LC : Je me suis pris une énorme claque en découvrant Monique Wittig. En plus de la question du féminisme, il y a celles de l’homosexualité et de la place de femmes lesbiennes dans une société patriarcale. Cela m’a aidée à comprendre comment les femmes pouvaient être conditionnées au regard de l’homme. Quand elle écrit « Les lesbiennes ne sont pas des femmes » [dans son ouvrage La Pensée straight, ndlr], cela m’amène à me demander : Qu’est-ce qu’une femme ? Une femme se définit-elle toujours en regard du masculin ?

SA : Je pense au film Quitter la nuit de Delphine Girard [version longue du court-métrage nommé aux Oscars, Une sœur, ce film s’ouvre sur une séquence où une femme est en voiture avec un homme qui vient de la violer, et tente de trouver de l’aide en appelant la police sans éveiller les soupçons de son agresseur. La suite du film se concentre sur le dépôt de plainte et la préparation du procès pour les deux parties, ndlr]. J’ai adoré car ce n’est absolument pas manichéen. Le scénario joue avec ce que certains pourraient considérer comme des « zones grises » autour du consentement. Au départ, la femme accepte de suivre l’homme dans cette voiture pour passer la soirée avec lui, avant de changer d’avis. Où se situe le changement, la violence, le point de bascule entre ce qui est autorisé et ce qui ne l’est pas ? De même, j’ai apprécié le fait que nous suivions le quotidien des deux protagonistes après les faits, surtout en ce qui concerne la partie masculine qui est peu représentée. On le voit réfléchir et comprendre peu à peu ce qu’il a fait, même si c’est trop tard.

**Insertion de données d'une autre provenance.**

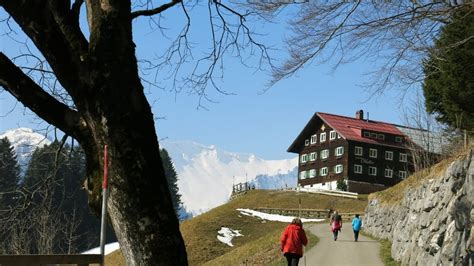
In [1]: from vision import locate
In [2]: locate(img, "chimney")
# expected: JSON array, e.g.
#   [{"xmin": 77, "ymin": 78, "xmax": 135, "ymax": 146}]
[{"xmin": 356, "ymin": 109, "xmax": 364, "ymax": 120}]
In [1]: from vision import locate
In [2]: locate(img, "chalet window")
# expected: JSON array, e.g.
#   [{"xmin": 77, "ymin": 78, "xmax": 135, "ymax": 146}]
[
  {"xmin": 369, "ymin": 166, "xmax": 377, "ymax": 175},
  {"xmin": 400, "ymin": 152, "xmax": 407, "ymax": 163},
  {"xmin": 319, "ymin": 167, "xmax": 328, "ymax": 176},
  {"xmin": 354, "ymin": 164, "xmax": 362, "ymax": 174},
  {"xmin": 320, "ymin": 149, "xmax": 329, "ymax": 160},
  {"xmin": 301, "ymin": 153, "xmax": 308, "ymax": 163},
  {"xmin": 369, "ymin": 149, "xmax": 377, "ymax": 158},
  {"xmin": 354, "ymin": 146, "xmax": 364, "ymax": 156},
  {"xmin": 336, "ymin": 146, "xmax": 344, "ymax": 156},
  {"xmin": 319, "ymin": 132, "xmax": 326, "ymax": 142},
  {"xmin": 300, "ymin": 171, "xmax": 306, "ymax": 179},
  {"xmin": 334, "ymin": 164, "xmax": 344, "ymax": 174},
  {"xmin": 398, "ymin": 171, "xmax": 407, "ymax": 179}
]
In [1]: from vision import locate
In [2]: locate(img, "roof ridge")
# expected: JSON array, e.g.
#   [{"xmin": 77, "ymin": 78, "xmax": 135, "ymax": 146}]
[{"xmin": 316, "ymin": 112, "xmax": 399, "ymax": 126}]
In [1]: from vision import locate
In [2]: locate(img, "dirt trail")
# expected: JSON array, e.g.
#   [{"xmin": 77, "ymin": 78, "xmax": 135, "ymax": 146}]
[{"xmin": 299, "ymin": 223, "xmax": 384, "ymax": 266}]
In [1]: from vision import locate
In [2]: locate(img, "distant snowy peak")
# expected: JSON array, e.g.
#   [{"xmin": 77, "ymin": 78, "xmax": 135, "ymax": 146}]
[
  {"xmin": 0, "ymin": 127, "xmax": 51, "ymax": 169},
  {"xmin": 161, "ymin": 140, "xmax": 298, "ymax": 215},
  {"xmin": 160, "ymin": 140, "xmax": 258, "ymax": 170},
  {"xmin": 0, "ymin": 128, "xmax": 298, "ymax": 215}
]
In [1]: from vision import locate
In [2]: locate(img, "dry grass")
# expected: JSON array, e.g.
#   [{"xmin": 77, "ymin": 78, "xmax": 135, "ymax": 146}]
[
  {"xmin": 368, "ymin": 149, "xmax": 470, "ymax": 205},
  {"xmin": 107, "ymin": 190, "xmax": 367, "ymax": 265},
  {"xmin": 204, "ymin": 225, "xmax": 319, "ymax": 266}
]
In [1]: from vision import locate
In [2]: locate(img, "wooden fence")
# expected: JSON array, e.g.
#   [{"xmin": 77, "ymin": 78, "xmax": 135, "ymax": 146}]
[{"xmin": 0, "ymin": 254, "xmax": 102, "ymax": 266}]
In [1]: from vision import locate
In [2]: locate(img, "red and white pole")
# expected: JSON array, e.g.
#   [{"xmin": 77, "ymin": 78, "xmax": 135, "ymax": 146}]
[{"xmin": 100, "ymin": 145, "xmax": 109, "ymax": 265}]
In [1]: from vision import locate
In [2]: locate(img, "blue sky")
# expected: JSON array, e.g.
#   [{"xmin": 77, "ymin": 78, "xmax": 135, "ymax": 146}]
[{"xmin": 0, "ymin": 3, "xmax": 420, "ymax": 159}]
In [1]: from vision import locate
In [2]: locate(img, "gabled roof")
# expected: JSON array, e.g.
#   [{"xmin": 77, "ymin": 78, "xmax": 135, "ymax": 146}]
[{"xmin": 287, "ymin": 112, "xmax": 412, "ymax": 153}]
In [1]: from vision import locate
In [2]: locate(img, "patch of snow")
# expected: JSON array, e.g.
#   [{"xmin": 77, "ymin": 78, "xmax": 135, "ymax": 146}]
[
  {"xmin": 237, "ymin": 209, "xmax": 324, "ymax": 223},
  {"xmin": 82, "ymin": 242, "xmax": 120, "ymax": 255},
  {"xmin": 217, "ymin": 227, "xmax": 243, "ymax": 247}
]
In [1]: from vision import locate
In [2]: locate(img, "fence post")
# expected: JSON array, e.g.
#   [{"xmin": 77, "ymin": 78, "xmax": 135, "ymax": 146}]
[{"xmin": 100, "ymin": 145, "xmax": 109, "ymax": 265}]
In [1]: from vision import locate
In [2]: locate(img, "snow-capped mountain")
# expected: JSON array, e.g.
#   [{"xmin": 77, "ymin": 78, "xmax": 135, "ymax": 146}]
[
  {"xmin": 0, "ymin": 127, "xmax": 51, "ymax": 171},
  {"xmin": 161, "ymin": 141, "xmax": 298, "ymax": 214},
  {"xmin": 0, "ymin": 128, "xmax": 298, "ymax": 215}
]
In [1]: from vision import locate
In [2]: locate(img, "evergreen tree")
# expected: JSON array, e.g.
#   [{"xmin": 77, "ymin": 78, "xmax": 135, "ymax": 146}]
[
  {"xmin": 423, "ymin": 7, "xmax": 474, "ymax": 129},
  {"xmin": 23, "ymin": 141, "xmax": 116, "ymax": 253},
  {"xmin": 160, "ymin": 149, "xmax": 182, "ymax": 218},
  {"xmin": 0, "ymin": 138, "xmax": 20, "ymax": 209}
]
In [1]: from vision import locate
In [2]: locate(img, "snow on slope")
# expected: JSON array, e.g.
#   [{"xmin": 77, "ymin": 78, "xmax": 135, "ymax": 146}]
[
  {"xmin": 161, "ymin": 140, "xmax": 298, "ymax": 215},
  {"xmin": 0, "ymin": 127, "xmax": 51, "ymax": 170}
]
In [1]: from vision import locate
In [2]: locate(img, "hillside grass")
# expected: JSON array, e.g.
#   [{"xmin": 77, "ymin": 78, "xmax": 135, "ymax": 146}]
[
  {"xmin": 107, "ymin": 190, "xmax": 367, "ymax": 265},
  {"xmin": 203, "ymin": 227, "xmax": 319, "ymax": 266},
  {"xmin": 368, "ymin": 149, "xmax": 469, "ymax": 205},
  {"xmin": 361, "ymin": 231, "xmax": 401, "ymax": 266}
]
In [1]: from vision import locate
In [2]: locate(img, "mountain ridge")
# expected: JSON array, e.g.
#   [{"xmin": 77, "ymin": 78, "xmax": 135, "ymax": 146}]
[{"xmin": 0, "ymin": 128, "xmax": 298, "ymax": 215}]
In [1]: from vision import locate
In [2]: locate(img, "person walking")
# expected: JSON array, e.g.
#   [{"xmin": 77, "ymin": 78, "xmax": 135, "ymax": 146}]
[
  {"xmin": 329, "ymin": 211, "xmax": 342, "ymax": 241},
  {"xmin": 280, "ymin": 218, "xmax": 308, "ymax": 266},
  {"xmin": 352, "ymin": 214, "xmax": 362, "ymax": 242}
]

Propos recueillis par Enora Abry

La Condition

Réalisé par Jérôme Bonnell

Avec Swann Arlaud, Louise Chevillotte, Galatéa Bellugi

C’est l’histoire de Céleste, jeune bonne employée chez Victoire et André, en 1908. C’est l’histoire de Victoire, de l’épouse modèle qu’elle ne sait pas être. Deux femmes que tout sépare mais qui vivent sous le même toit, défiant les conventions et les non-dits.

En salles le 10 décembre.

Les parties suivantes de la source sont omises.